The people around Goni had had enough. First, Vice President Carlos Mesa renounced the iron fist "I can't continue to support the situation we are living" and then key ministers defected, as more than 100,000 Bolivians marched nationwide to demand Sánchez's ouster. By 11 p.m. Friday, Sánchez, 73, a millionaire who barely won the presidential race last year, had left the country for the U.S. and his letter of resignation had been read in Congress. "This protest," it complained, "has violated the essence of our democracy." Mesa was sworn in as President.

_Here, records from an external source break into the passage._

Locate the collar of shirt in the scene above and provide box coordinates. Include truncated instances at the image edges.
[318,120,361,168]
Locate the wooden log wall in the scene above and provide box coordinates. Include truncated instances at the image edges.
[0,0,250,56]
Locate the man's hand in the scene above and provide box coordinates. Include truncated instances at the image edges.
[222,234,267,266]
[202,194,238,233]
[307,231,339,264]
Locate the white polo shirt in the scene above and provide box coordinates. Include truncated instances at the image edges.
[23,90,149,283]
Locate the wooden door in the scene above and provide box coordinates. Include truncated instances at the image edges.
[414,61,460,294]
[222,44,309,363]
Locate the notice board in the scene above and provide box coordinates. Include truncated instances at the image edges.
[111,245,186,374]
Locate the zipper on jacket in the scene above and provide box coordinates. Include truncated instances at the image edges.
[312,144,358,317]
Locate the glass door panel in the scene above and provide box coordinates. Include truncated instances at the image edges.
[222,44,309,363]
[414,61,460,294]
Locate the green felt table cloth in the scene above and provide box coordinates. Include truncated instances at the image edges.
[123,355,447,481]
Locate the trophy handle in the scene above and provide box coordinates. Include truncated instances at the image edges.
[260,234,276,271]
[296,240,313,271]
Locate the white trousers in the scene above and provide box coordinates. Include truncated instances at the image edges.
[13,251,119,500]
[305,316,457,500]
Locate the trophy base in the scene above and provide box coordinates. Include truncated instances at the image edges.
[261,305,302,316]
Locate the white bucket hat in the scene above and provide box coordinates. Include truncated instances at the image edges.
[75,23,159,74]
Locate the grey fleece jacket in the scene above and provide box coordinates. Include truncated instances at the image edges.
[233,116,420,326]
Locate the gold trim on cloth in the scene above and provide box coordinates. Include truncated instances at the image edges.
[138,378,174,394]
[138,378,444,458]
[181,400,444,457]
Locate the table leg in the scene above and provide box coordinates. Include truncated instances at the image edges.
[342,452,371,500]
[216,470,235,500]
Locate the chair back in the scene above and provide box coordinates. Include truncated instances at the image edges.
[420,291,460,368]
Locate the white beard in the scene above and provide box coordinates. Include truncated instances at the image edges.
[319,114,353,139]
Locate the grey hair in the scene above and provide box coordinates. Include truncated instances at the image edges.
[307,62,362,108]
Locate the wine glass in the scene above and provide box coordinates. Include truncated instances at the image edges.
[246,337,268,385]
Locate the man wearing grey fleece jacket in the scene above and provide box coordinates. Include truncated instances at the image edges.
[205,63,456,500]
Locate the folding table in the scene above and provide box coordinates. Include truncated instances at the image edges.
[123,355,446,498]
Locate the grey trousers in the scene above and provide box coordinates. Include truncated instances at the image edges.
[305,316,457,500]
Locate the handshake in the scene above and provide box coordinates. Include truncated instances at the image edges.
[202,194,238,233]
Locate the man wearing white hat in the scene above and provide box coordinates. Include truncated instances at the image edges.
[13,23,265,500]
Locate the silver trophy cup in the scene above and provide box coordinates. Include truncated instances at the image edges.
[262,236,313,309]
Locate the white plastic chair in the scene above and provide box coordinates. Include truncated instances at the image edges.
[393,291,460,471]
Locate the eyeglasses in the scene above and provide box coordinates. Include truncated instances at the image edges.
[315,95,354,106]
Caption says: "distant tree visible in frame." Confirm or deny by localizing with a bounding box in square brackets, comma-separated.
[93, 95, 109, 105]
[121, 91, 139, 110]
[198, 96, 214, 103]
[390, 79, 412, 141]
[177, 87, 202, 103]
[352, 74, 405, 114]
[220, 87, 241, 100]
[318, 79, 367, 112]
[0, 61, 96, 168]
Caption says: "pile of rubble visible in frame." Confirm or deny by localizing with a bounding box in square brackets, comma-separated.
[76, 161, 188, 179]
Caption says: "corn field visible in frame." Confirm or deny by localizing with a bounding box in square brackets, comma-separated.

Though the pretext for the uprising was Sánchez's $5 billion plan to pipe natural gas to the export market via Bolivia's historical enemy, Chile, its real cause was Sánchez's apparent indifference to the country's misery. Bolivia (pop. 8.8 million) is South America's poorest country, and job losses resulting from industrial privatization have forced an estimated two-thirds of its work force into the underground economy. Indigenous farmers have seen their fields of coca Bolivia's most lucrative crop, used to make cocaine and herbal medicines eradicated as part of the U.S. drug war. Alternative crops like coffee usually earn only a tenth of coca's price in today's depressed global markets. These grievances helped catapult Evo Morales, an Andean Indian who represents coca farmers, into a runoff for the presidency last year. As Sánchez's government collapsed, Indian farmers flooded into La Paz to march. If Goni hadn't gone, said one, "he'd have to kill us all."
[an error occurred while processing this directive]By law, Mesa is eligible to finish Sánchez's term, which ends in 2007. But Mesa, 50, said he wished to stay on only until a referendum has been held on the natural-gas issue and a special national assembly addresses Bolivia's socioeconomic crisis, to "peacefully resolve our ancient hatreds." He gave no timetable, but told Congress that it should hold a special presidential election afterward.
For now, the front-runner in any election would be Morales, 43, who also leads the Movement to Socialism Party. Should he win, it would be one more piece of evidence that Latin America's backlash against globalization especially the capitalist reforms that have so far done more harm than good for the region's 500 million people in poverty could revive the failed left-wing economic policies that provoked those free-market reforms in the first place. Brazil, for example, last year elected former labor leader Luiz Inácio Lula da Silva as President. In Peru, antiglobalization riots (most often prompted by complaints over industry privatization) have become common. And the "Bolivarian Revolution" of left-wing Venezuelan President Hugo Chávez has brought double-digit economic contraction to that country.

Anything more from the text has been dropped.